MATA O MENINO!

Devem ser comuns para alguém como eu, já avançado nos anos (ui!), as crises periódicas de saudosismo, causadas por uma invencível memória afetiva de quando eu era um molequinho. Eu não devia ter mais de oito anos de idade quando saía correndo da escola pra casa, determinado a não perder um minuto sequer da série com meus heróis favoritos. A TV era preto e branco, naturalmente.

Já adulto, fui contemplado com a iniciativa de alguém que possivelmente compartilhava dessa minha saudade pueril, e resolveu inserir num canal de TV por assinatura toda essa velharia. A ideia foi ótima, mas o resultados foram em boa parte catastróficos: alguns títulos feriram de morte minhas fantasias adormecidas.

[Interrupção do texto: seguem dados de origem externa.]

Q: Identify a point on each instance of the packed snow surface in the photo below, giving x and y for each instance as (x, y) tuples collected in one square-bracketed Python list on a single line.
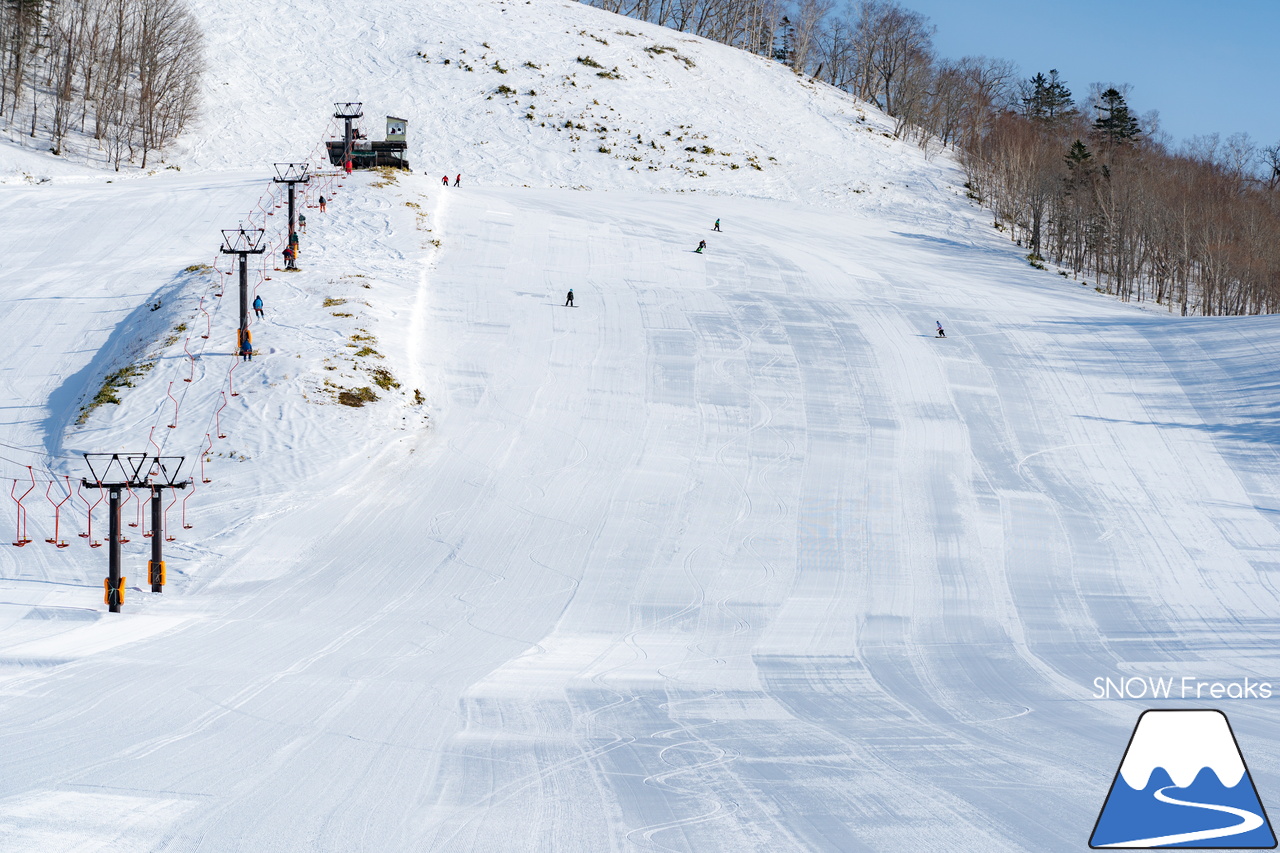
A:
[(734, 555)]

A chatice que me acompanha e cresceu conforme os anos foram passando se transformou em exigência e senso crítico, então a decepção chegou forte. O que vi foram produções ruins, efeitos especiais paupérrimos (não relevei nem o fato de terem sido produzidos nos anos 1960), atores no melhor estilo Cigano Igor, roteiros bem a caráter para a faixa etária de seu público. Algumas poucas e nada absolutas exceções, como Jonathan Harris (o Dr. Smith, da primeira versão de Perdidos no Espaço) e as séries O Tunel do Tempo, Viagem ao Centro da Terra, Viagem ao Fundo do Mar e mais uma ou outra.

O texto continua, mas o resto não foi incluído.